Perché bisognerebbe riuscire a trovare una via. Io sono convintissimo che genitori e insegnanti condividano gli stessi obiettivi: continuità, qualità, competenze, però in questo momento le soluzioni che propongono sono divergenti. Invece sono due forze che dovrebbero lottare insieme.

Come se ne esce? Come si ricompone la frattura?

Non ho idee chiare su una via di uscita, tra l’altro io ho una mia idea su come si potrebbe far evolvere la figura dell’insegnante di sostegno – un’idea che va nella direzione che tutti auspicano di competenze, qualità e continuità – ma ho capito che i tempi non sono maturi. Da quando ne abbiamo iniziato a parlare, nel 2011, abbiamo avuto molte reazioni contrare. Io capisco che lo schema classico – più qualità uguale più persone e più formate – dia più sicurezza ai genitori, che vogliono il “loro” insegnante di sostegno, lo vogliono bravo, che non cambi ogni anno…. Vogliono che il figlio stia a scuola sereno e contento, lo capisco ma questa non è integrazione e deresponsabilizzerà sempre di più i curricolari.

Necessariamente?

Se io sono un insegnante curricolare e sono in difficoltà con un alunno con disabilità che ho in classe, ma ho un docente iperspecializzato, sempre più bravo, io gli delegherò sempre di più. È ovvio. Se tu Stato mi crei insegnanti particolarmente attrezzati, i tutti molleranno a lui gli alunni con disabilità: sono vostri, siete qui per questo, avete studiato per questo, vi pagano per questo. La stessa giurisprudenza dice che l’insegnante di sostegno è una risorsa generata attraverso il PEI, che è collegato a un alunno preciso, quindi è un diritto perfetto ad avere il suo insegnante. Il fenomeno delle aule sostegno per esempio si sta diffondendo, è ovvio, perché più la situazione classe è stressata più c’è l’uscita: se poi diamo anche lo scivolo del supercompetente accadrà ancora di più. Per questo il mondo professionale, sia della scuola che accademico, è contrario.

Io capisco che lo schema classico – più qualità uguale più persone e più formate – dia più sicurezza ai genitori. Lo capisco ma questa non è integrazione e deresponsabilizzerà sempre di più i curricolari.

Dario Ianes

In questo momento lei che alternativa vede?

Nella buona scuola c’è l’organico potenziato, potremmo farlo puntando sugli insegnanti di sostegno. 100mila curricolari in più significa 2 milioni di ore settimanali in più di compresenza, se poi prendiamo i 20/25mila insegnanti di sostegno migliori d’Italia e li mandiamo in giro a fare supporto tecnico ai consigli di classe, allora arrivi più vicino all’obiettivo di formare tutti gli insegnanti.

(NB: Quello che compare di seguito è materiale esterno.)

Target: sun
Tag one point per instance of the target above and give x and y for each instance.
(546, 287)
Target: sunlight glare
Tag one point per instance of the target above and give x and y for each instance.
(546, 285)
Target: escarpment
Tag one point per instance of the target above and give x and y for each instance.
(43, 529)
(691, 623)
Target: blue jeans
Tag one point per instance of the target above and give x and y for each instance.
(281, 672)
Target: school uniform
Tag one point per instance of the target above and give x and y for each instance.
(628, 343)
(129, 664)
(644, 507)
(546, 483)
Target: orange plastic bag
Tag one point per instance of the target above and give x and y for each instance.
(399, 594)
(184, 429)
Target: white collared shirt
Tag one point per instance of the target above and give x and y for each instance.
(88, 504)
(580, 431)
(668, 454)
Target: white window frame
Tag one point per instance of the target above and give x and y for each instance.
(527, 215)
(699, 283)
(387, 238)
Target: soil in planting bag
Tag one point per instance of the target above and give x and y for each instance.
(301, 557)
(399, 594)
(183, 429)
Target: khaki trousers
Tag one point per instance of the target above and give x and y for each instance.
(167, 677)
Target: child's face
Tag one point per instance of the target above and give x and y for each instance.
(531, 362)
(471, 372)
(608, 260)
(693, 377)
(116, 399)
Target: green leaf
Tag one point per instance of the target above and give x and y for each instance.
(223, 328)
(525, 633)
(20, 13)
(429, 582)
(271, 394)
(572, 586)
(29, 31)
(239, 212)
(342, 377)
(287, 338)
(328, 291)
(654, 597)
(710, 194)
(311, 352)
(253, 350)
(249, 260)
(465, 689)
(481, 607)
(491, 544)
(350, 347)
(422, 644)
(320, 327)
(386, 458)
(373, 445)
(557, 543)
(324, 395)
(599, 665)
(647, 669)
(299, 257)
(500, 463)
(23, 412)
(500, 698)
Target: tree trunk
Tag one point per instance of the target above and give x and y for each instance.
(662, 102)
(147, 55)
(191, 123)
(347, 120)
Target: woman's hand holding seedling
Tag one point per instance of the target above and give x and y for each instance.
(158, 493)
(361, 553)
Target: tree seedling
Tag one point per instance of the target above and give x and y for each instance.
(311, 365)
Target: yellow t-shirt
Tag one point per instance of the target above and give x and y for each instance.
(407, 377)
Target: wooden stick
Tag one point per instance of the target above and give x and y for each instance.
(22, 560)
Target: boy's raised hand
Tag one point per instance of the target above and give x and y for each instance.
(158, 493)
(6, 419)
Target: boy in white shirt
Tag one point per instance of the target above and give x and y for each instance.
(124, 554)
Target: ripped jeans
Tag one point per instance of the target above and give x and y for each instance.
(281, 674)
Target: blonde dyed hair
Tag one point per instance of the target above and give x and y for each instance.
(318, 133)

Per fare formazione devi mandare una persona competente dentro la classe, non fare corsi di formazione, che non servono a niente: devi metterti lì a far vedere quello che si può fare, in funzione delle varie problematiche e competenze. Abbiamo insegnanti di sostegno che hanno fatto master, corsi, doppie laure, sono bravissimi ma non riusciamo a valorizzarli e farli diventare patrimonio condiviso perché sono lì al fianco del loro alunno o al massimo dei 2/3 alunni con disabilità a cui sono assegnati.

Abbiamo insegnanti di sostegno che hanno fatto master, corsi, doppie laure, sono bravissimi ma non riusciamo a valorizzarli e farli diventare patrimonio condiviso perché sono lì al fianco del "loro" alunno

Dario Ianes

Il sottosegretario Faraone nei giorni scorsi ha detto che gli insegnanti di sostegno devono essere eroi per scelta. Lo condivide?

Brecht diceva “beato il popolo che non ha bisogno di eroi”. La scuola non ha bisogno di eroi ma di professionisti bravi, che lavorano nel loro ruolo. È ovvio che essere insegnante di sostegno deve essere una scelta, non un ripiego, così come fare l’insegnante di lettere deve essere una scelta e non un ripiego perché non hai trovato nient’altro. Per arrivare a questo obiettivo però devi mettere le persone nelle condizioni di lavorare bene, se li costringi dentro un ruolo blindato non può funzionare. Un’ipotesi che è venuta fuori in questi mesi di confronto è quella delle cattedre miste, è molto interessante: un insegnante farebbe alcune ore come curricolare e le altre di sostegno, avere lo status professionale di un insegnante curricolare che fa anche sostegno. È un’altra proposta che va nella direzione della normalizzazione del sostegno, con competenze diffuse.